“A conclusão da obra trará benefícios à população e ao meio ambiente pela possibilidade da diminuição da utilização de carros por munícipes e turistas”,
aponta relatório da Cetesb
Em ofício encaminhado à Prefeitura de Ilhabela no último dia 25 de novembro, a Cetesb (Companhia Ambiental do Estado de São Paulo) atestou que a obra da ciclovia desde a Barra Velha até a praia do Engenho D’Água está totalmente autorizada. A construção já se encontra em andamento no trecho entre a Barra Velha e o Perequê.

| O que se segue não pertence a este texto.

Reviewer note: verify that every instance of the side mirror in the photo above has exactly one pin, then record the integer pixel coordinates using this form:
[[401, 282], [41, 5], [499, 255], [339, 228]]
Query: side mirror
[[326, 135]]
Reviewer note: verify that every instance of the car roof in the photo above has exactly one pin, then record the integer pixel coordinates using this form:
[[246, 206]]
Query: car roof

No documento assinado pelo gerente da Agência Ambiental de São Sebastião, engenheiro Ronaldo Antonio de Souza, consta que não há necessidade licenciamento ambiental no trecho Engenho D’Água e Itaquanduba, pelo fato de não estar em Área de Proteção Permanente (APP). Também em relação aos enrocamentos e rampa, no trecho da orla do Perequê, conforme decisão do Departamento de Avaliação de Impacto Ambiental, também não há necessidade de licenciamento, considerando que os impactos não são significativos. Assim, os embargos foram cancelados.

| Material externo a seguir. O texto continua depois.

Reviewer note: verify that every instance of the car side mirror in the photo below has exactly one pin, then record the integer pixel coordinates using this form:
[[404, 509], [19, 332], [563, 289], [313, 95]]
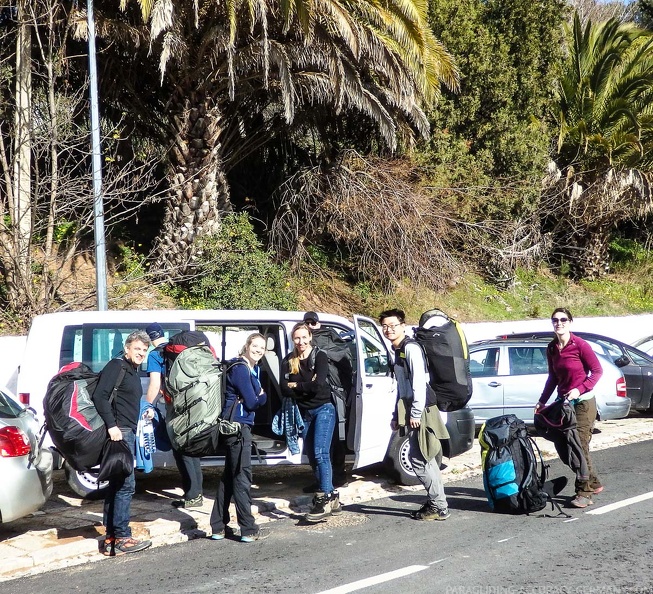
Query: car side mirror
[[622, 361]]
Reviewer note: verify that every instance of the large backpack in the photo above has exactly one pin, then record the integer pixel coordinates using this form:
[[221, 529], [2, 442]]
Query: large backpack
[[341, 373], [194, 393], [76, 428], [510, 469], [447, 357]]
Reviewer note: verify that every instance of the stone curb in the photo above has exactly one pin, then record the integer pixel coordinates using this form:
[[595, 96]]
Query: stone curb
[[39, 551]]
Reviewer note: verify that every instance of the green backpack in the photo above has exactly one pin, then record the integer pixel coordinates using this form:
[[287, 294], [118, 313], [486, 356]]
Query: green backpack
[[194, 401]]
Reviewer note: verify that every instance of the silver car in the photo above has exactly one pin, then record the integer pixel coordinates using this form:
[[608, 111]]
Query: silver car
[[25, 467], [509, 374]]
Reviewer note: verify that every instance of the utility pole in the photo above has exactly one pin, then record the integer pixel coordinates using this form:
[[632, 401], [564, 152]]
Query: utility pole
[[98, 201]]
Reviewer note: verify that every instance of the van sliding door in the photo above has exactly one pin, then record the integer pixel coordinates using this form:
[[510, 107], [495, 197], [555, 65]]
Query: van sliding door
[[376, 393]]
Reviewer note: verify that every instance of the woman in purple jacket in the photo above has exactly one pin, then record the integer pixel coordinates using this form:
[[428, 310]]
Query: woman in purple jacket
[[574, 369], [243, 395]]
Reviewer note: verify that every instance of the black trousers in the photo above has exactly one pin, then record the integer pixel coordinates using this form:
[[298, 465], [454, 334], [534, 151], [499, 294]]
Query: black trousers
[[190, 470], [236, 484]]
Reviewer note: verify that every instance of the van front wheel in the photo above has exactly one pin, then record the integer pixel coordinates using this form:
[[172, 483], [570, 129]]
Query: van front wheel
[[85, 484], [397, 462]]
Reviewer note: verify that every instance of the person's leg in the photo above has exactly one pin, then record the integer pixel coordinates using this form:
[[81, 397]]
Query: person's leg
[[428, 473], [220, 511], [585, 417], [325, 419], [117, 511], [117, 504], [242, 482]]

De acordo com a engenheira Kátia Freire, da Secretaria de Obras da Prefeitura de Ilhabela, os demais trechos da obra contam com o licenciamento ambiental. O primeiro deles é onde será construída uma ponte estaiada sobre o Córrego Água Branca, na Barra Velha, assim como uma área de restinga entre o córrego e a Marina do Paolo. Também já estão licenciadas as áreas próximas aos córregos Itaguassú e Vagalume.

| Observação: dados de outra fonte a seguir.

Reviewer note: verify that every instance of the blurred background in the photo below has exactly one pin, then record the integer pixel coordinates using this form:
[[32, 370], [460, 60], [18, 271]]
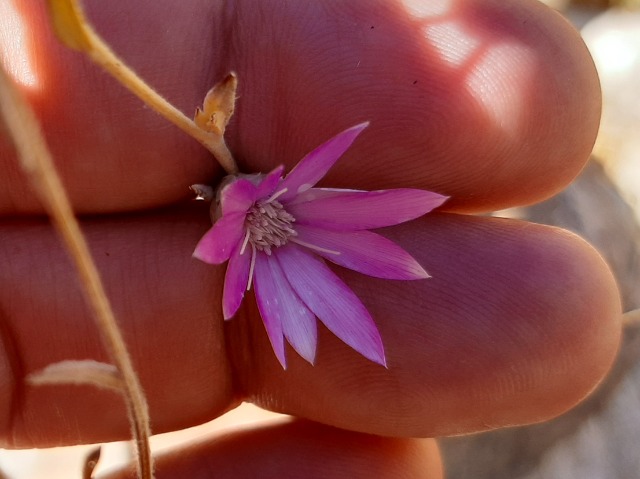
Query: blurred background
[[598, 439]]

No relatório consta ainda que a Delegacia da Capitania dos Portos – Marinha do Brasil manifestou-se por meio de ofício que não tem nada a opor quanto à obra da ciclovia na orla.
Ainda no relatório emitido pela Cetesb consta que “a obra visa interligar trechos já existentes da ciclovia que, atualmente, não cumprem sua função por não estarem interligados entre si. A conclusão da obra trará benefícios à população e ao meio ambiente pela possibilidade da diminuição da utilização de carros por munícipes e turistas”.
Para o trecho Engenho D’Água e Itaquanduba, “a Agência Ambiental da Cetesb corrobora com a avaliação feita pelo Ibama de Caraguatatuba, no que se refere à falta de alternativa técnica locacional para a ciclovia, já que a avenida Almirante Tamandaré não possui largura suficiente para instalação do passeio e ciclovia”.
Por fim, o relatório da Cetesb aponta que “a ciclovia encontra-se regular e não há objeções à continuidade das obras de todo o projeto apresentado, incluindo o trecho Engenho D’Água e Itaquanduba, a rampa no final da rua Dois Coqueiros e os enrocamentos, desde que anuídas pelo SPU e comprovação da origem do material utilizado dos aterros”.
No dia 27 de outubro, técnicos do Serviço do Patrimônio da União (SPU), Cetesb e Ibama, acompanhados pelo prefeito Toninho Colucci e do secretário de Obras, Flávio Miranda, realizaram uma vistoria conjunta em todo o trecho de orla por onde passará a ciclovia.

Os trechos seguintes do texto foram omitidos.